4.6. Future Directions

Several limitations of the present study should be acknowledged, each pointing to directions for future research.

First, no procedure was implemented to reduce short-term memory effects prior to the recall task. Unlike Fujii (1997), who used a form-recognition task to mitigate such effects, the present design may have allowed short-term memory to influence recall performance. Future research should include a delay or unrelated filler task between the retrieval and recall phases to better isolate long-term lexical access.

Second, although a pilot study was conducted to select appropriate proverbs and four-character idioms, the ability of these items to reliably induce TOT states remains uncertain. Some items were too easy, while others were rarely answered correctly. Future studies should improve stimulus calibration by ensuring that pilot and main participants have comparable linguistic backgrounds.

Third, the instructed self-adaptor posture, placing both hands on the cheeks, may not fully reflect the most natural form of self-adaptor behaviour typically observed in spontaneous communication. This design choice was based on pilot observations and prior research (e.g., Fujii, 1997; Harrigan, 1985; Spille et al., 2021), which consistently identified the face, particularly the cheeks and jaw, as one of the most frequently contacted regions during verbal tasks. Although this standardisation improved procedural consistency across participants, it may have limited ecological validity. In naturalistic settings, individuals differ in their preferred self-adaptor locations, and alternative forms such as arm-touching may vary not only in frequency but also in cognitive function. Future studies should systematically compare different forms and locations of self-adaptor behaviour to determine whether their cognitive effects vary depending on the body region involved.
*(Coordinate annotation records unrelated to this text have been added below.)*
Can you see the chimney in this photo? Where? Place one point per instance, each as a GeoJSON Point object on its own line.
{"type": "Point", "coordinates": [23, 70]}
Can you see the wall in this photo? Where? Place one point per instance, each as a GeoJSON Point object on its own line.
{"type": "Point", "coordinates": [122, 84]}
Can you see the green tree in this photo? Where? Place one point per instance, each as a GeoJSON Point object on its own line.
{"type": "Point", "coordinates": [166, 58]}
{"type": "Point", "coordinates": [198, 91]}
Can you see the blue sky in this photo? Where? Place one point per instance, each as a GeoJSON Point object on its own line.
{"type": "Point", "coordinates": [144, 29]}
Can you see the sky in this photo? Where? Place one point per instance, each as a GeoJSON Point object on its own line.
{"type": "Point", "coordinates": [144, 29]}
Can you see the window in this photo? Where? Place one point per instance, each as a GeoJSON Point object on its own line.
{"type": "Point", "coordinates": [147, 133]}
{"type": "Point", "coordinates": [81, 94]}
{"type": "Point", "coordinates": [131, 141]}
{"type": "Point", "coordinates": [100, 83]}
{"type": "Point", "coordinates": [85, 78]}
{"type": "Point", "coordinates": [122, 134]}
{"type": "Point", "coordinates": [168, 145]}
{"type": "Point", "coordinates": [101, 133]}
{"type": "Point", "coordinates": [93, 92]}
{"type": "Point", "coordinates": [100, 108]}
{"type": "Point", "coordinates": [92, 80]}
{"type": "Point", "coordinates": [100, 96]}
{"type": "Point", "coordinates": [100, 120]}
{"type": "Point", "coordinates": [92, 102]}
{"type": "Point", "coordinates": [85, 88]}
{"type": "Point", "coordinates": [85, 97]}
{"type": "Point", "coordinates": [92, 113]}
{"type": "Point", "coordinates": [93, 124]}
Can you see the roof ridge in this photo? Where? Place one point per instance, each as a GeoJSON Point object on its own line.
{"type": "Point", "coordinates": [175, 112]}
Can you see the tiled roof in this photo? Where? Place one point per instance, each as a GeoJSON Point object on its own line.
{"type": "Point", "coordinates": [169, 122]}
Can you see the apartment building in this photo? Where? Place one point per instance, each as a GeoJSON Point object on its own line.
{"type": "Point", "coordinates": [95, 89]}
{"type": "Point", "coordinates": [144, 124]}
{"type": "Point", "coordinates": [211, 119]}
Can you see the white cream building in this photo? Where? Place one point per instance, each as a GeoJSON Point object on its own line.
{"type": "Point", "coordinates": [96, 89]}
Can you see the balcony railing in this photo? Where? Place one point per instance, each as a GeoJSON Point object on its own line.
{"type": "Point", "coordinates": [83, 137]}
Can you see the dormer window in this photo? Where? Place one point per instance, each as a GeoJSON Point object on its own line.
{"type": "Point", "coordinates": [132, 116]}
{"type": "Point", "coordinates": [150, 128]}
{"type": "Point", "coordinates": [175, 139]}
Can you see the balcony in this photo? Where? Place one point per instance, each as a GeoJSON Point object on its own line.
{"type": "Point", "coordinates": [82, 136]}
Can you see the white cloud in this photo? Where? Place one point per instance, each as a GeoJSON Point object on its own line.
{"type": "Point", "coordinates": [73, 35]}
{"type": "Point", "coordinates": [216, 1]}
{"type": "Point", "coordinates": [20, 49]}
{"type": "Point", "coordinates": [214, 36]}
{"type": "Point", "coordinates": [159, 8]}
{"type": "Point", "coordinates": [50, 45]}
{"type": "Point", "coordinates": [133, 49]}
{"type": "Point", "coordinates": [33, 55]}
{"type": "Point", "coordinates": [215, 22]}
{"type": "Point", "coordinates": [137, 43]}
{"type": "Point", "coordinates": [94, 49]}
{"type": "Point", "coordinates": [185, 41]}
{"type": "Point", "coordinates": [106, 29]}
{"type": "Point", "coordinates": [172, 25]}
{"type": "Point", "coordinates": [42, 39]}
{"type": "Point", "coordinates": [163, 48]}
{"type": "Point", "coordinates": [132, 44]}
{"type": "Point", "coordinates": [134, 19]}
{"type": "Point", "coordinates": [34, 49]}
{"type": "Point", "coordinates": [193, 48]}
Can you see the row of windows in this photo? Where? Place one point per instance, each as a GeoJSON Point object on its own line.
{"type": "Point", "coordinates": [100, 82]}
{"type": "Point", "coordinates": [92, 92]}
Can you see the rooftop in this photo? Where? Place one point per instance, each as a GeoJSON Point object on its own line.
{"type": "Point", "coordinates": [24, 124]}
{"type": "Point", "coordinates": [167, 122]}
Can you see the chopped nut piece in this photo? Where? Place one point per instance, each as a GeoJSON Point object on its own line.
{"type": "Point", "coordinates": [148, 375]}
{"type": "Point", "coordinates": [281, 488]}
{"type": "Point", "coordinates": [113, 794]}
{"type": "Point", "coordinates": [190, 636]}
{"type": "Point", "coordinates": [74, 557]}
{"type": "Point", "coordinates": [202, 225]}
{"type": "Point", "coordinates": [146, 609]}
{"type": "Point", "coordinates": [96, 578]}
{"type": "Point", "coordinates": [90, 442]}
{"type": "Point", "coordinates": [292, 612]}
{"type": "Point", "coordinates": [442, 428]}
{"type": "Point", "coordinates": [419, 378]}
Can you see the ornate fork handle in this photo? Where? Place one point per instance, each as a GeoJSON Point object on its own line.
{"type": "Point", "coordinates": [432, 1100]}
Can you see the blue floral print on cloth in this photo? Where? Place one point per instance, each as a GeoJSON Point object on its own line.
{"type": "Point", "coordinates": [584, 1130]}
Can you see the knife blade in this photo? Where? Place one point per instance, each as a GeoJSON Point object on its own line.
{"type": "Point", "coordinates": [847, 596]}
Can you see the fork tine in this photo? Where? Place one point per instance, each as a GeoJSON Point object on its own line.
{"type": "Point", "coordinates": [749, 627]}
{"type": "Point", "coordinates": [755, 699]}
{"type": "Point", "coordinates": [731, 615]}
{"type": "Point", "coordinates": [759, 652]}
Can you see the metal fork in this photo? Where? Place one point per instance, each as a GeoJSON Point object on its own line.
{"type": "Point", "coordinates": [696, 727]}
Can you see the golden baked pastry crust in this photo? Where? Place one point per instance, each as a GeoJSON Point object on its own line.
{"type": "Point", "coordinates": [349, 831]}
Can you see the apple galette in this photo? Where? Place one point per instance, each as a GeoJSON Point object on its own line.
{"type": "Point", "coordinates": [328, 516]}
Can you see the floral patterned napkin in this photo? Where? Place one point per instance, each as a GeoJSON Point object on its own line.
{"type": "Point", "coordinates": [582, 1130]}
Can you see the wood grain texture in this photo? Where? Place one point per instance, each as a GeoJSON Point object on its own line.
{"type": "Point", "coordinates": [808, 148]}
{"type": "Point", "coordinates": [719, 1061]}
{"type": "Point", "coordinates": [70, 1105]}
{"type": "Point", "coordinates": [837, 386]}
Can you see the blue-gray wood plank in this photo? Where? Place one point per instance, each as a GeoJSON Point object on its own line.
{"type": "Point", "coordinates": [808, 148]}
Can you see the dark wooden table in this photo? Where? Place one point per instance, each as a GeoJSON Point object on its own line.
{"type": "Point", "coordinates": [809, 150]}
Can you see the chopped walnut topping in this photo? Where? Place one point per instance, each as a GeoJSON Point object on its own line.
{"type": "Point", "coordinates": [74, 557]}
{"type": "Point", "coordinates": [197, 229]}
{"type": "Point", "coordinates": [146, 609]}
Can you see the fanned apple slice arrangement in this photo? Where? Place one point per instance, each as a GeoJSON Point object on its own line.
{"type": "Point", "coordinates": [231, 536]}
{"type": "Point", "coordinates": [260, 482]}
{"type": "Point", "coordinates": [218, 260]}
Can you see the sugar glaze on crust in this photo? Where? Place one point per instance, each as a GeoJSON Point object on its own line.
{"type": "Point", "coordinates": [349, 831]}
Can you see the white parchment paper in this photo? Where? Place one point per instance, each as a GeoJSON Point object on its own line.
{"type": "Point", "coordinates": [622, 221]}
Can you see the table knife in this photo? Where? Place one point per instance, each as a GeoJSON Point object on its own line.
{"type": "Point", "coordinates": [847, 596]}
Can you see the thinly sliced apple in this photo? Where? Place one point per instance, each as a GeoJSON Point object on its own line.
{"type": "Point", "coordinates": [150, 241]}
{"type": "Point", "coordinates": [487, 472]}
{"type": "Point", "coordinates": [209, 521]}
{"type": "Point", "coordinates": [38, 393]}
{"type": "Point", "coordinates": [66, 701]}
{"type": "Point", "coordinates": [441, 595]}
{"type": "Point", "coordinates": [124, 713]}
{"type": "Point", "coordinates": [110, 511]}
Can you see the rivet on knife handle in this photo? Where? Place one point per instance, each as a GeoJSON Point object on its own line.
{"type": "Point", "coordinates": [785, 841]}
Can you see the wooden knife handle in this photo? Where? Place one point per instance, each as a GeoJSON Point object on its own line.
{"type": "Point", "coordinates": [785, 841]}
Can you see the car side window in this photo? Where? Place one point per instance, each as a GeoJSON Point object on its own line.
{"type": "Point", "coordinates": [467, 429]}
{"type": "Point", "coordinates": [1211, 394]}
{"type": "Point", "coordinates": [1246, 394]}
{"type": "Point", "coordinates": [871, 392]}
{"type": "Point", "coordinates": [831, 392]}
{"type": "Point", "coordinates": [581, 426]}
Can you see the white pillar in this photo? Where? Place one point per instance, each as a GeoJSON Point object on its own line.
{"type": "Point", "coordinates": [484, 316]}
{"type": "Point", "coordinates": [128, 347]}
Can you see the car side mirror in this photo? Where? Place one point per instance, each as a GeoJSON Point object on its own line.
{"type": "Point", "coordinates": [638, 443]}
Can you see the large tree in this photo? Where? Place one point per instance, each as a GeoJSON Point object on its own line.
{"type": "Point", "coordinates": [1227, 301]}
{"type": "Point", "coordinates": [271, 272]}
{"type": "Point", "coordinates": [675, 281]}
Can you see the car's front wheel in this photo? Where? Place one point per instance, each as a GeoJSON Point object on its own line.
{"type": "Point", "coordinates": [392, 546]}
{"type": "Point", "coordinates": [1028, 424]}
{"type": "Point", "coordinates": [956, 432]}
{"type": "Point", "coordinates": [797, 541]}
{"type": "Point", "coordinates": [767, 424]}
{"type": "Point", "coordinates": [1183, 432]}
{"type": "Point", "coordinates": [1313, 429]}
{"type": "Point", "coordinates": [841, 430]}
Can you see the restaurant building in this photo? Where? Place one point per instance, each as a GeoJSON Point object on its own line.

Fourth, a further limitation concerns the nature and familiarity of the verbal stimuli used in the present study. While all idioms and proverbs were familiar to participants upon recognition, four-character idioms are generally less frequently used in everyday communication, particularly among younger adults. As such, task difficulty may have been influenced by both the semantic opacity of these expressions and the relatively narrow age range of participants. Additionally, the use of abstract verbal stimuli may have limited the opportunity for gesture-supported retrieval. In contrast, previous research has employed more concrete, imageable words and reported facilitative effects of gesture (e.g., Pine et al., 2007). Future studies should examine age-related differences in idiom retrieval and directly compare imageable and non-imageable stimuli within participants. Such comparisons would help clarify how stimulus characteristics and participant demographics interact to influence the effectiveness of gesture and self-adaptor behaviours in lexical retrieval.

Fifth, while the current study focused on structured lexical retrieval tasks, future work could explore the role of self-adaptors in more naturalistic settings such as daily conversation or narrative production. These contexts may offer further insight into the spontaneous and functional use of self-adaptors in everyday communication, thereby enhancing our understanding of their cognitive and social significance.

5. Conclusions

The findings of the present study demonstrate that self-adaptor behaviour can facilitate lexical retrieval. However, the results also suggest that such behaviour does not significantly influence word retrieval once a tip-of-the-tongue (TOT) state is already in progress. This study contributes to research on communication and language processing by providing empirical evidence that self-adaptor actions may support lexical access by helping maintain cognitive focus, particularly under cognitively demanding speech production conditions.